DIANE T. TREMBLAY
LA PIÈCE
École Nationale de Théâtre
Du 26 mai au 7 juin 1987
Franchir le mur de la contemplation silencieuse, matérialiser I’imaginaire en trois dimensions, affirmer ainsi le mouvement du geste créateur. Engager le «voyeur» dans la reconstruction d’une aventure intime. Des pistes, des traces, des balises, des objets, des images d’un sens à peine connu de qui les livre, s’eclairant et s’occultant dans un jeu de ressac. Savoir, ne plus savoir, retenir entre ses doigts, laisser filer, reprendre, oublier. Rester là devant, s’y projeter, écouter, chercher I’anecdote, se surprendre à glisser. Revenir.
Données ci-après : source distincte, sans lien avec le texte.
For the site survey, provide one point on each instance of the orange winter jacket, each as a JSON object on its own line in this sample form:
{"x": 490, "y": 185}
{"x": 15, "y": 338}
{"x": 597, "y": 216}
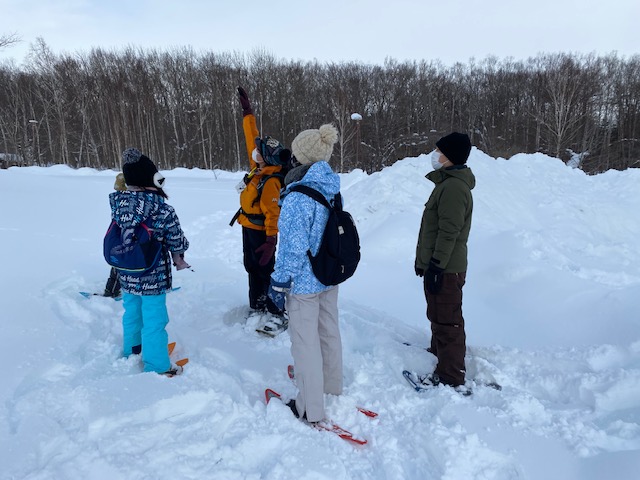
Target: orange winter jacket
{"x": 263, "y": 214}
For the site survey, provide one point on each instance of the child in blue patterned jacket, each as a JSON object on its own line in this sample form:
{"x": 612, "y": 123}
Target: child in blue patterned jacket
{"x": 313, "y": 307}
{"x": 144, "y": 297}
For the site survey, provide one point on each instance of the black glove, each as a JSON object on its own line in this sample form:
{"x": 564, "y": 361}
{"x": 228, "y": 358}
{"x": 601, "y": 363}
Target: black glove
{"x": 433, "y": 277}
{"x": 244, "y": 102}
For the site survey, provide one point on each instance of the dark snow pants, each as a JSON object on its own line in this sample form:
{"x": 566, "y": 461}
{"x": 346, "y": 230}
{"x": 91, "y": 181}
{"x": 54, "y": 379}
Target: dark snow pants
{"x": 259, "y": 276}
{"x": 448, "y": 339}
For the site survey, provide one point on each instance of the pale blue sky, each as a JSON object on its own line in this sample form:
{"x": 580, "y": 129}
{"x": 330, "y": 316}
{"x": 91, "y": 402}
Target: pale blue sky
{"x": 331, "y": 31}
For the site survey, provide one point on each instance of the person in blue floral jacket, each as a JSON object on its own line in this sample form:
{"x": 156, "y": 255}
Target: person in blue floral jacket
{"x": 145, "y": 308}
{"x": 314, "y": 330}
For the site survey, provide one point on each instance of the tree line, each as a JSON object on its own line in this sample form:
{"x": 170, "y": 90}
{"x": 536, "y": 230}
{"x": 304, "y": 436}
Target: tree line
{"x": 181, "y": 109}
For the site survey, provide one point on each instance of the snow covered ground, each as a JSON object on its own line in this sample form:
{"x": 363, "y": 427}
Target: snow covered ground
{"x": 552, "y": 306}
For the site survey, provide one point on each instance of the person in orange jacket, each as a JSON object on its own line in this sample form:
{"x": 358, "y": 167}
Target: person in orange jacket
{"x": 260, "y": 209}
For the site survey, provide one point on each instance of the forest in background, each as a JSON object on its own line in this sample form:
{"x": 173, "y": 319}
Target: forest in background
{"x": 181, "y": 108}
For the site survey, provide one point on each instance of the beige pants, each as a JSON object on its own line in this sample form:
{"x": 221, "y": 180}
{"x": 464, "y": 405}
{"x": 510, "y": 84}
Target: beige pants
{"x": 316, "y": 348}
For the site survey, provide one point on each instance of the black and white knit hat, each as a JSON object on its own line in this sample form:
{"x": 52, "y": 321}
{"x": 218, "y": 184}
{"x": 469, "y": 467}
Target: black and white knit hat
{"x": 139, "y": 170}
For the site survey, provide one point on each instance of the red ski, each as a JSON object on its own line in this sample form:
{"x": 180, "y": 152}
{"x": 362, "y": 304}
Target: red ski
{"x": 327, "y": 426}
{"x": 364, "y": 411}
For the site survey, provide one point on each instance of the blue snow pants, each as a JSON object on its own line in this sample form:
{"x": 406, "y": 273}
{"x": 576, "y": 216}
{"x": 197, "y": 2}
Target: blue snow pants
{"x": 144, "y": 323}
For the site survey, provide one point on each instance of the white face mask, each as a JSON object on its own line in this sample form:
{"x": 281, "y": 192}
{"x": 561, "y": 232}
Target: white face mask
{"x": 435, "y": 160}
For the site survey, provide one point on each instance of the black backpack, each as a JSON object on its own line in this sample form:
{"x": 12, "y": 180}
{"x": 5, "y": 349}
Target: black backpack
{"x": 339, "y": 253}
Une Pièce à double sens: les 6e et 7e de la seconde catégorie des significations répertoriées par monsieur Robert – chez lui, l’ouvrage dramatique précède I’espace d’habitation cloisonné. Double Pièce. Une intrigue s’inscrit dans un lieu. Une femme, à l’avant-plan, sommeille, léchée par une eau intruse. Une table, dessus, des choses, c’est flou. Derrière, une autre femme, peut-être la même. Au fond, deux chaises de cuisine vides, l’image seulement. Sur les murs, en surimpression, des nuages. La lumière du jour entre à fiot. Il y aurait là, nous dit la voix de l’artiste, deux personnes, un homme, une femme, qui se parlent d’amour. Témoin, cette autre femme, qui peut tout bouleverser si seulement ils savaient qu’elle est là. Mais peut-être n’y est-elle pas vraiment, rêverie de celle qui dort, assise, à l’avant-plan, seule. Assise comme l’autre, derrière, invisible, qui n’est pas seule. Le temps passe. Dans le corps, l’émotion, à grand trait rouge, plus prégnante. L’espace de la maison, revêtu des couleurs intérieures. Et l’histoire se répète, à l’infini. Sans milieu, sans commencement, inépuisable.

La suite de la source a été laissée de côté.